Archiv


Zeichnen mit Teilchen

Physik. - Nicht allein Röntgenstrahlen durchdringen den Körper und zeigen verborgene Strukturen wie Knochen und Organe. Eine andere Methode setzt dazu Neutronen ein, die allerdings nicht ganz einfach zu produzieren sind. Ein Quelle für helfenden Teilchen steht in Garching bei München: der Reaktor FRM-II. Seit Montag findet an dem - die 5. Internationale Schwerpunkt-Tagung über Neutronen-Radiologie statt.

    "Neutronenradiographie funktioniert genau wie die herkömmliche Röntgenaufnahme, nur dass dabei eben Neutronenstrahlen eingesetzt werden. Allerdings besitzen Neutronenstrahlen fast gegensätzliche Eigenschaften zu Röntgenstrahlen. Schwere Elemente am Ende des Periodensystems wie etwa Metalle schwächen beispielsweise Röntgenstrahlen ab, während Neutronen nicht auf die Masse der Atome reagieren", erklärt Burkhard Schillinger vom Institut für Experimentelle Physik der Technischen Universität München und zuständig für das Advanced Neutron Tomography And Radiography Experimental System - kurz Antares. Während Neutronen unbeeindruckt durch stärkste Metalle wandern, reagieren sie jedoch äußerst empfindlich auf Wasserstoff: "Wir können damit durch Metall hindurch selbst feine Spuren von Wasserstoff sehen wie beispielsweise Klebeschichten, Dichtringe oder Flüssigkeitsstände." Damit eigne sich die Methode vor allem zur Darstellung organischer Stoffe.
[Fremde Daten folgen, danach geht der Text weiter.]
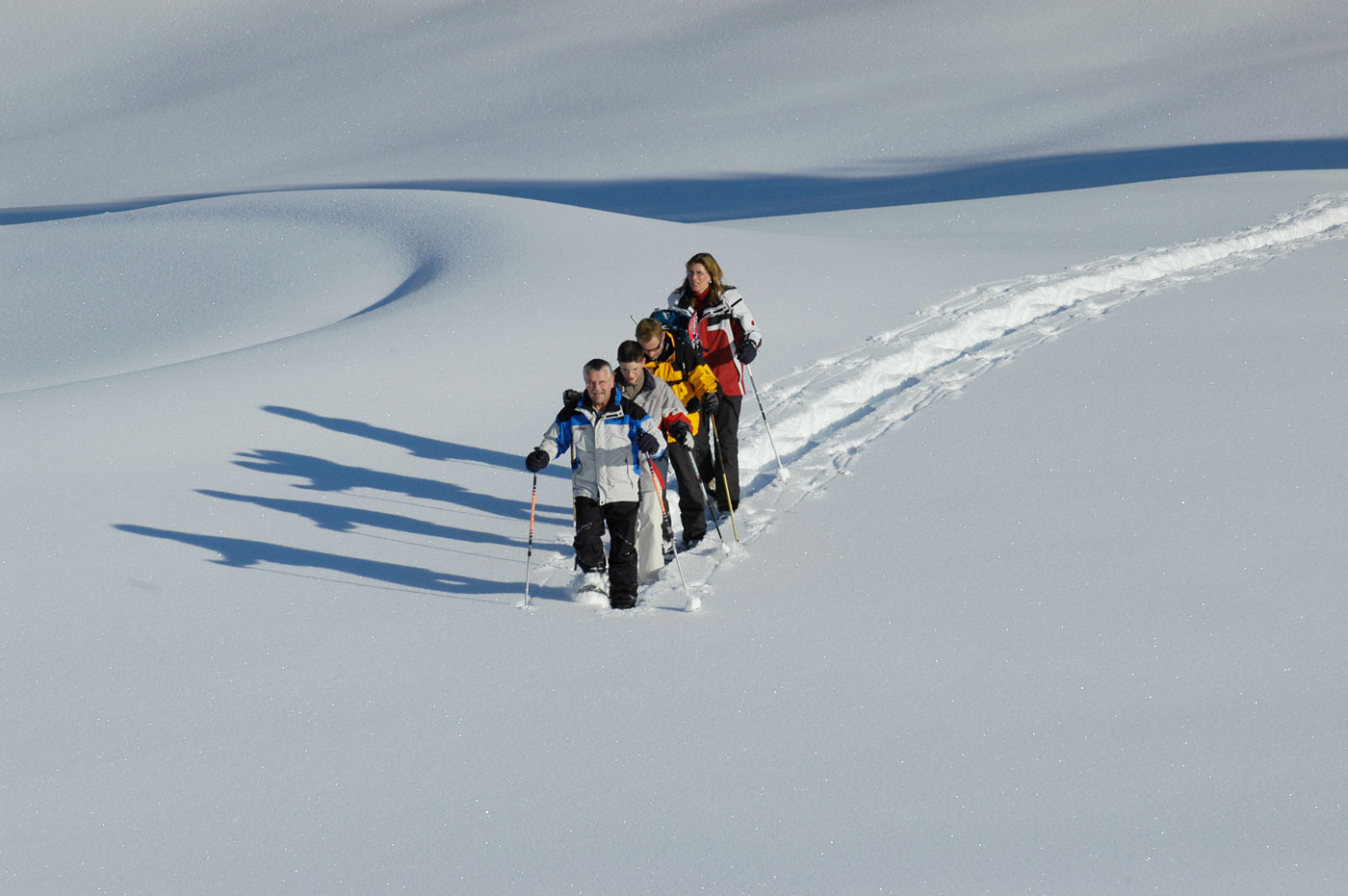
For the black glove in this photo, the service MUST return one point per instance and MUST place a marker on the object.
(535, 461)
(570, 400)
(649, 444)
(710, 403)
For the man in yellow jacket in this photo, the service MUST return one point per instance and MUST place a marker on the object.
(683, 367)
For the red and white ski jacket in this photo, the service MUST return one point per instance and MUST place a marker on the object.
(717, 329)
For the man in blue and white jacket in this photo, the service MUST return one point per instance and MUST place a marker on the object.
(607, 434)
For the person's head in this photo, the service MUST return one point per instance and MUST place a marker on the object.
(703, 273)
(599, 381)
(631, 363)
(650, 339)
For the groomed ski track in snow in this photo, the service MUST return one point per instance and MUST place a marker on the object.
(826, 411)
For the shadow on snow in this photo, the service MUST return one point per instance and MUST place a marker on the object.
(245, 552)
(718, 198)
(329, 475)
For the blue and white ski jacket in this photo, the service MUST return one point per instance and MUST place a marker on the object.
(606, 462)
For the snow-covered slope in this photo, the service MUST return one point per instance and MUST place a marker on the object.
(266, 521)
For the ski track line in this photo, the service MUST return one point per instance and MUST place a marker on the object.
(826, 411)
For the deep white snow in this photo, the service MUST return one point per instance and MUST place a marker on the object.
(1053, 302)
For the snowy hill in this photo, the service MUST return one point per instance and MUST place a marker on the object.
(1053, 347)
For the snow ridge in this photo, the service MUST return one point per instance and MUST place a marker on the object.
(826, 411)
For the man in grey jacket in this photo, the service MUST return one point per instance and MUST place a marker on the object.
(609, 434)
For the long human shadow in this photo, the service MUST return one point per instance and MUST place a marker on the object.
(346, 519)
(718, 198)
(329, 475)
(246, 552)
(415, 445)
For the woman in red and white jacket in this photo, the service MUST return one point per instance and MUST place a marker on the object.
(720, 325)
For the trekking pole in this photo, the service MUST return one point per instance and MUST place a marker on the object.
(707, 495)
(529, 558)
(693, 602)
(781, 469)
(725, 478)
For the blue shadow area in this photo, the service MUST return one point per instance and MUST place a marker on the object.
(417, 445)
(329, 475)
(245, 552)
(346, 519)
(701, 199)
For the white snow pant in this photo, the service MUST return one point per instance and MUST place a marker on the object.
(650, 542)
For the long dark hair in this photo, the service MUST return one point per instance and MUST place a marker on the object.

    "Derzeit versuchen wir, einen laufenden Motor zu durchleuchten. Dabei bereitet und noch die Abgasführung einige Probleme. Wir können aber bereits im laufenden Betrieb etwa die Ölverteilung beobachten. Bald, so hoffen wir, können wir auch den Einspritzvorgang sichtbar machen. Das wird aber sicher die Nachweisgrenze des Verfahrens sein", so der Physiker. Dabei gestaltet sich die Messung keineswegs als einfach, denn noch tröpfeln die Neutronen eher aus ihrer Quelle, als dass sie sprudeln. Schillinger vergleicht die Neutronen-Aufnahmen mit optischen Experimenten, die mit einer Kerzenflamme durchgeführt werden müssten. "Sie bekommen einerseits in einem Zeitfenster nur sehr wenige Neutronen. Andererseits leuchten die Neutronenschirme nach und setzen bei der Aufnahmegeschwindigkeit ebenfalls ein Limit von rund 100 Mikrosekunden Wiederholungsfrequenz." So könnten Aufnahmen derzeit nur bei periodischen Vorgängen wie eben einem laufenden Motor durchgeführt werden. "Dabei schauen wir immer wieder an dieselbe Stelle - so wie mit einer Stroboskoplampe beim Einstellen des Zündzeitpunkts."

    Einen Film aus Neutronenfotos zu erstellen, gestaltet sich entsprechend aufwändig, denn einzelne Momente müssen mehrfach aufgenommen werden, um ein einziges Bild im Film zu ergeben. Dies muss dann für jede Einzelaufnahme erneut erfolgen. Dennoch lohnt die Mühe bei bestimmten Anwendungsgebieten: "Dazu gehört die Feuchtedetektion und vor allem das Durchdringen dicker Metallschichten. Eine sehr spektakuläre Anwendung ist die Prüfung der Sprengzünder, die die Arianerakete in ihre einzelnen Stufen trennen. Das wird derzeit in Frankreich durchgeführt. Wenn ein Riss in nur einem einzigen Zünder besteht, kann die Stufe nicht abgetrennt werden und die Rakete würde verloren gehen." Ein anderes großes Feld der Neutronen-Radiologie seien daneben dreidimensionale tomographische Darstellungen.